One can easily see that version 3.3 is almost twice as slow as version 2.7 and Python 3.4 is about 10% slower than that again.

My question: Is there an environment option or setting that corrects this, or is it just inefficient code or the interpreter doing more for the Python 3 version?


The answer seems to be that Python 3 uses the “infinite precision” integers that used to be called “long” in Python 2.x its default “int” type without any option to use the Python 2 fixed bit-length “int” and it is processing of these variable length “int”‘s that is taking the extra time as discussed in the answers and comments below.

It may be that Python 3.4 is somewhat slower than Python 3.3 because of changes to memory allocation to support synchronization that slightly slow memory allocation/deallocation, which is likely the main reason that the current version of “long” processing runs slower.

Asked By: GordonBGood

||

Answers:

The difference is due to the replacement of the int type with the long type. Obviously operations with long integers are going to be slower because the long operations are more complex.

If you force python2 to use longs by setting cnt to 0L the difference goes away:

$python2 -mtimeit -n5 -r2 -s"cnt=0L" "for i in range(10000000): cnt += 1L"
5 loops, best of 2: 1.1 sec per loop
$python3 -mtimeit -n5 -r2 -s"cnt=0" "for i in range(10000000): cnt += 1"
5 loops, best of 2: 686 msec per loop
$python2 -mtimeit -n5 -r2 -s"cnt=0L" "for i in xrange(10000000): cnt += 1L"
5 loops, best of 2: 714 msec per loop

As you can see on my machine python3.4 is faster than both python2 using range and using xrange when using longs. The last benchmark with python’s 2 xrange shows that the difference in this case is minimal.

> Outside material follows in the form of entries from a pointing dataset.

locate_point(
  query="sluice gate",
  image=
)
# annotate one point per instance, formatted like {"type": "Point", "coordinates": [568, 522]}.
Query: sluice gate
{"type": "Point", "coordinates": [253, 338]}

I don’t have python3.3 installed, so I cannot make a comparison between 3.3 and 3.4, but as far as I know nothing significant changed between these two versions (regarding range), so the timings should be about the same. If you see a significant difference try to inspect the generated bytecode using the dis module. There was a change about memory allocators (PEP 445) but I have no idea whether the default memory allocators were modified and which consequences there were performance-wise.

Answered By: Bakuriu

A summary answer of what I’ve learned from this question might be of help to others who wonder the same things as I did:

  1. The reason for the slowdown is that all integer variables in Python 3.x are now “infinite precision” as the type that used to be called “long” in Python 2.x but is now the only integer type as decided by PEP 237. As per that document, “short” integers that had the bit-depth of the base architecture no longer exist (or only internally).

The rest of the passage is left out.